Other high profile members, including Stephanie-the-diva, Samantha, a ruben-esque lady with healthy set of lungs, and Jason, a frightfully theatrical young lad who just loves the shows and dressing up, have all remained silent on the issue preferring, I suspect, to keep their powder dry.

Anyway for me, who is auditioning for the highly coveted part of large lad at the back, it is somewhat of an ordeal to be got through.

Indeed, I never had this with the Putney Light Operatic Society (PLOS), where, as a younger man, I was once a leading light having been quite chummy with PLOS musical director Philip who was always desperate for men - to join the cast that is.

But to show willing I have practised striking a few Leonardo Di Caprio - style poses and getting into the feeling of being aboard ship. I've eaten some cod and bought a bottle of rum in a bid to immerse myself in my part. I just hope it pays off.

JESS, a lady journalist and the Evening Star's equivalent of Janet Street Porter, is never afraid to say what she thinks.

Indeed, as I walked into the office this week wearing a hat to combat the icy weather that seems to be gripping our area of the UK in recent days, she looked up from her computer screen.

“James, you look like a flump,” she announced before asking everyone else in the office what they thought of my headwear.

Put it this way, to be likened to a rather obscure 1970s little furball with a Yorkshire accent is not my idea of sartorial elegance. I haven't worn it since.

GOD doesn't Ken Dodd go on?

I went to see him on Sunday night under express instructions from my editor to stay until the end.

I thought' he'd never end. By 11pm I was missing the comfort of my sumptuous maroon boudoir and it wasn't 12.22am in the morning that he finally hung up his tickle stick.

But I wouldn't have missed it.

He might be the last of something rather than the beginning, but he's no spring chicken and at least I saw a Great British institution in action.

Turn to page……. for my full review of the Liverpudlian funny man.

Did you enjoy the show? Tell me what you thought?

EVENING Star editor Nigel- who has recently promoted himself to the coveted position of sitting next to me in the newsroom- was on top form this week after the Evening Star got a mention by Guardian newspaper media commentator Roy Greenslade in his website blog.

“You must know who he is James,” Nigel, known as NP, said: “He is media glitterati, just like yourself.”
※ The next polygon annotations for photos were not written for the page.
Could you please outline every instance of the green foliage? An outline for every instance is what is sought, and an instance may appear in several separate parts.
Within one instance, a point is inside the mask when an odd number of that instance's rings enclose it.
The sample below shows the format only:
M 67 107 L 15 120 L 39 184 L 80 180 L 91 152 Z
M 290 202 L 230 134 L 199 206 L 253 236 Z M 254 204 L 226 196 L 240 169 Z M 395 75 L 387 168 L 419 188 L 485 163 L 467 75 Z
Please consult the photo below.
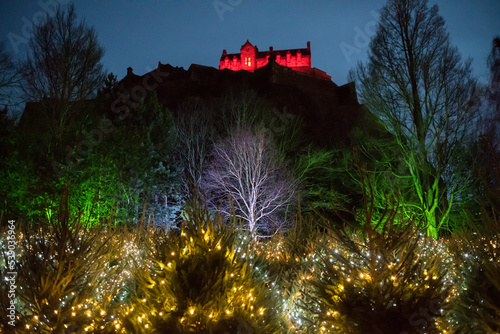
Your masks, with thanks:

Under the headline, “Cameron backs Ipswich paper's hospitals campaign”, Mr Greenslade highlights our “Save Our Angels” campaign by saying “During a tour of East Anglian hospitals he (Cameron) accused the Labour government of targeting hospital services in areas like Ipswich for political reasons.

“Cameron said the Star campaign, which is aimed at preventing the culling of specialist and nursing posts from Ipswich hospital, had "shown up the strength of feeling... on the issue.”

I wonder if Roy might like to talk about my column in his next blog?

Weblink http://blogs.guardian.co.uk/greenslade.

Clean and tighten your pores with a spot of voddy. Apply Smirnoff Vodka to your face with a cotton ball to freshen your face. Lovely.